Changes were assessed within the T/E- cohort to assess T effects and between cohorts to assess E effects. Specifically, if T has an independent effect on SD, subjects in the T/E- cohort who receive no or little testosterone replacement should experience decreased SD compared to those receiving higher doses (as E levels will be the same). Conversely, if E has an independent effect on SD, differences between the T/E+ and T/E- cohorts should be observed in Groups 2-5 but not G1 (because E levels should be similarly low in subjects in G1 of both cohorts but higher in G2-5 in the T/E+ cohort).

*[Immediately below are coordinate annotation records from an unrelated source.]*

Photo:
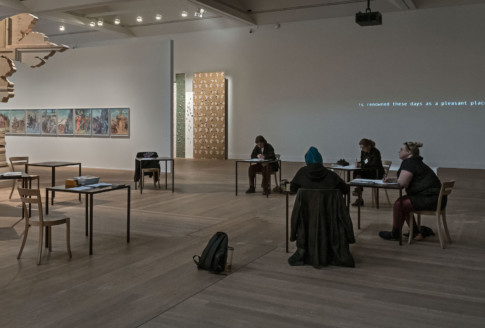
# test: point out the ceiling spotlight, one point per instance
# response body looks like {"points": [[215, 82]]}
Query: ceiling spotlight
{"points": [[199, 12]]}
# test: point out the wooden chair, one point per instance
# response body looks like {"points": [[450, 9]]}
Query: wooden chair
{"points": [[274, 173], [18, 165], [446, 188], [32, 196], [375, 191], [156, 177]]}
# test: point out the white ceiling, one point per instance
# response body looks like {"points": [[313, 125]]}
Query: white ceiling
{"points": [[77, 14]]}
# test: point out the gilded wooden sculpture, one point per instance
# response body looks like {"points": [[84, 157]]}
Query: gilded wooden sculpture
{"points": [[18, 42]]}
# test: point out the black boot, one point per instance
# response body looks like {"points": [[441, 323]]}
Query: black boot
{"points": [[390, 235]]}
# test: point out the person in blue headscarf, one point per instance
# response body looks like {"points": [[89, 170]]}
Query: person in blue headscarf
{"points": [[315, 176]]}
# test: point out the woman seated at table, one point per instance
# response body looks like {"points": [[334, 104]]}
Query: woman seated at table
{"points": [[315, 176], [422, 190], [264, 151], [370, 164]]}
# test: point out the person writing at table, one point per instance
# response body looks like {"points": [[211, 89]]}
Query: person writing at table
{"points": [[422, 190], [315, 176], [370, 164], [263, 151]]}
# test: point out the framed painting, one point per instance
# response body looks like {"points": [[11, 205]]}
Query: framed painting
{"points": [[4, 121], [33, 121], [100, 122], [82, 122], [65, 122], [17, 122], [49, 122], [120, 122]]}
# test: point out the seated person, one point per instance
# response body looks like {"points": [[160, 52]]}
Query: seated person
{"points": [[315, 176], [262, 150], [370, 164], [422, 190]]}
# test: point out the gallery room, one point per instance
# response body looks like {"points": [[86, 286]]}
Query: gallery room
{"points": [[189, 85]]}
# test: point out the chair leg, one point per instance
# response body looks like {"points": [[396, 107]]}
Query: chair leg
{"points": [[26, 232], [442, 241], [68, 237], [41, 238], [445, 227]]}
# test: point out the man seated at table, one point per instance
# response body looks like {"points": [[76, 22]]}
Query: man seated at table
{"points": [[315, 176]]}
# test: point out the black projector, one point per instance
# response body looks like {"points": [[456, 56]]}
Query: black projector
{"points": [[368, 18]]}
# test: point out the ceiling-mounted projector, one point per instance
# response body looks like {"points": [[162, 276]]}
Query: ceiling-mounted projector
{"points": [[369, 18]]}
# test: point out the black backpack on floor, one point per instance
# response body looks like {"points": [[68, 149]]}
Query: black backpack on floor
{"points": [[214, 256]]}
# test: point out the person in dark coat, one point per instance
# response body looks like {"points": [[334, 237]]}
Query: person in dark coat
{"points": [[264, 151], [370, 166], [422, 190], [315, 176]]}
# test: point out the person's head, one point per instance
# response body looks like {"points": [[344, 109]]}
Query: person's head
{"points": [[409, 149], [260, 141], [313, 156], [366, 145]]}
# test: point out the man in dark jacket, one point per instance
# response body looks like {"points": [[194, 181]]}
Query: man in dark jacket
{"points": [[315, 176]]}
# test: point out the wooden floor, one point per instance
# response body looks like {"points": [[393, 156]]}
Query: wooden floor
{"points": [[153, 282]]}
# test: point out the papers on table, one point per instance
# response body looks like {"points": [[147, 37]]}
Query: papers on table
{"points": [[12, 174], [373, 182]]}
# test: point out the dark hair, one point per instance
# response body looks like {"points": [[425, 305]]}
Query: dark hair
{"points": [[367, 143], [413, 147], [260, 139]]}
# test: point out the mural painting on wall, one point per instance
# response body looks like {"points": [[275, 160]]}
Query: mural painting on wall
{"points": [[33, 121], [20, 43], [82, 121], [210, 115], [119, 118], [180, 115]]}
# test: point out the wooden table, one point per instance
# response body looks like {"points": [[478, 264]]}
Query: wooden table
{"points": [[53, 166], [256, 161], [89, 205], [158, 159], [379, 185]]}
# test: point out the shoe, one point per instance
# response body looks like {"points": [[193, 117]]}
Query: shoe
{"points": [[358, 202]]}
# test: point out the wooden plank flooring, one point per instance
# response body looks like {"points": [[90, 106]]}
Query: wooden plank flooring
{"points": [[152, 282]]}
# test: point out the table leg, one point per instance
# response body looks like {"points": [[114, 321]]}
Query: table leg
{"points": [[128, 215], [91, 224], [236, 178], [86, 215], [287, 218], [53, 183]]}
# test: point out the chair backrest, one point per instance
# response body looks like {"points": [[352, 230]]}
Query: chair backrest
{"points": [[446, 188], [387, 166], [31, 196], [17, 162]]}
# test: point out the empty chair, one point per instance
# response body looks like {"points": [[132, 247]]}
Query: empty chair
{"points": [[439, 213], [18, 165], [32, 196]]}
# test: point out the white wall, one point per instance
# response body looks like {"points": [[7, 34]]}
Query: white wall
{"points": [[300, 85], [135, 74]]}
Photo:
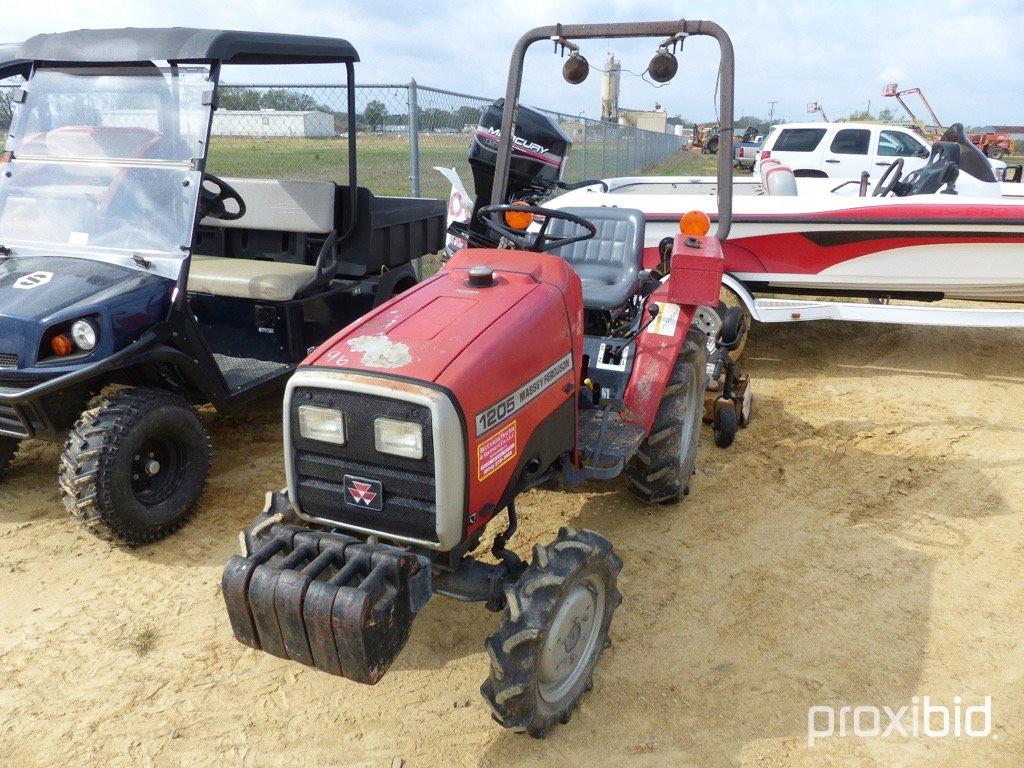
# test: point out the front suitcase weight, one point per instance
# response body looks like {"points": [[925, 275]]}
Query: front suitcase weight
{"points": [[372, 622], [325, 601]]}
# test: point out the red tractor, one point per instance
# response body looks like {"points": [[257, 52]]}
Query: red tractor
{"points": [[549, 360]]}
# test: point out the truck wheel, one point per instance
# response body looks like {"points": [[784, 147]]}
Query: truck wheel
{"points": [[134, 466], [725, 426], [8, 446], [660, 470], [553, 632]]}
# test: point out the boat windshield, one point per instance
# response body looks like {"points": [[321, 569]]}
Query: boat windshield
{"points": [[103, 160]]}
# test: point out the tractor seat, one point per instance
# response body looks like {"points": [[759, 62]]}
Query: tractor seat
{"points": [[609, 263], [248, 279]]}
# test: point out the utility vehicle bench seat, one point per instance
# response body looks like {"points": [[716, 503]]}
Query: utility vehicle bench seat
{"points": [[276, 205], [271, 206], [248, 279], [608, 263]]}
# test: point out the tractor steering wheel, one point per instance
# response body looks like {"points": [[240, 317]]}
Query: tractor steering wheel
{"points": [[539, 242], [211, 201], [883, 189]]}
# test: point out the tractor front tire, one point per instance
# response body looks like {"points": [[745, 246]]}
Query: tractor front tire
{"points": [[135, 465], [660, 470], [553, 632], [8, 446]]}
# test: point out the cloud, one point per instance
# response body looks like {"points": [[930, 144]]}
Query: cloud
{"points": [[964, 54]]}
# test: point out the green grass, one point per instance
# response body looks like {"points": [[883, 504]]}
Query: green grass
{"points": [[383, 161]]}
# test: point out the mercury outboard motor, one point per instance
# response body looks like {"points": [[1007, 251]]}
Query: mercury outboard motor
{"points": [[539, 154]]}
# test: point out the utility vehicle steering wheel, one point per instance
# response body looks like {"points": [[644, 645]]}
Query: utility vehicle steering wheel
{"points": [[211, 202], [539, 242], [882, 189]]}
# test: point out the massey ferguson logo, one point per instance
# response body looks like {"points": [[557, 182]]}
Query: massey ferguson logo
{"points": [[35, 280], [363, 493]]}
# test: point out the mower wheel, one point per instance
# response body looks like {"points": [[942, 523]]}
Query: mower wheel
{"points": [[135, 465], [747, 412], [8, 446], [727, 300], [553, 632], [660, 470], [725, 426]]}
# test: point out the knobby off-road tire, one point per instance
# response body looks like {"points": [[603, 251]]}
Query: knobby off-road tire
{"points": [[553, 632], [135, 465], [8, 446], [660, 470]]}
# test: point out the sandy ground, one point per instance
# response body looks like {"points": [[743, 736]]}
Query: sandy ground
{"points": [[861, 544]]}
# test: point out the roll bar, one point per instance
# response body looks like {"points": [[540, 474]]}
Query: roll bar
{"points": [[608, 31]]}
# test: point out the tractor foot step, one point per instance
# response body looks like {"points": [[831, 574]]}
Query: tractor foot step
{"points": [[341, 604], [606, 442]]}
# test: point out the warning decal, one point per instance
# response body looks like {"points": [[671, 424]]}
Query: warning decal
{"points": [[667, 320], [496, 452]]}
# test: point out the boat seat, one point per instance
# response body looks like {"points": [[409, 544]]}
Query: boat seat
{"points": [[942, 170], [609, 263], [776, 179], [276, 205], [972, 160], [248, 279]]}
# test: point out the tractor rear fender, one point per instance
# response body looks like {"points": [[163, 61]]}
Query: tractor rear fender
{"points": [[694, 280]]}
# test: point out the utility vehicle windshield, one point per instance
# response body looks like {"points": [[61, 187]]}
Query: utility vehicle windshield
{"points": [[104, 160]]}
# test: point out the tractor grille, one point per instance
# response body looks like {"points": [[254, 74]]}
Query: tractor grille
{"points": [[409, 485]]}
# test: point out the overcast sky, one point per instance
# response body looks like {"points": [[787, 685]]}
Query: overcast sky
{"points": [[966, 54]]}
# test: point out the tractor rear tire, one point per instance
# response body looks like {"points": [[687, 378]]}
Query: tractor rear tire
{"points": [[553, 632], [8, 446], [660, 470], [135, 465]]}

Results: Mean serum T levels in G1-5 were 43, 173, 346, 477, and 882 ng/dL in the T/E+ cohort and 34, 199, 329, 475, and 857 ng/dL in the T/E- cohort (P=NS at each dose between cohorts). SD declined more in men receiving placebo T than in the other T dose groups in both the T/E+ (P<0.005 vs G2, 3, 4 and 5 by SD-M1 and SD-M2) and the T/E- (P<0.02 vs G4 and G5 by SD-M1 and P<0.01 vs G3, 4, and 5 by SD-M2) cohorts. Aromatase inhibition further reduced SD in men receiving T gel (G2-5, P<0.0001 by both SD-M1 and SD-M2) but had no effect on SD in men receiving placebo T gel (G1, P=0.72 by SD-M1 and P=0.53 by SD-M2).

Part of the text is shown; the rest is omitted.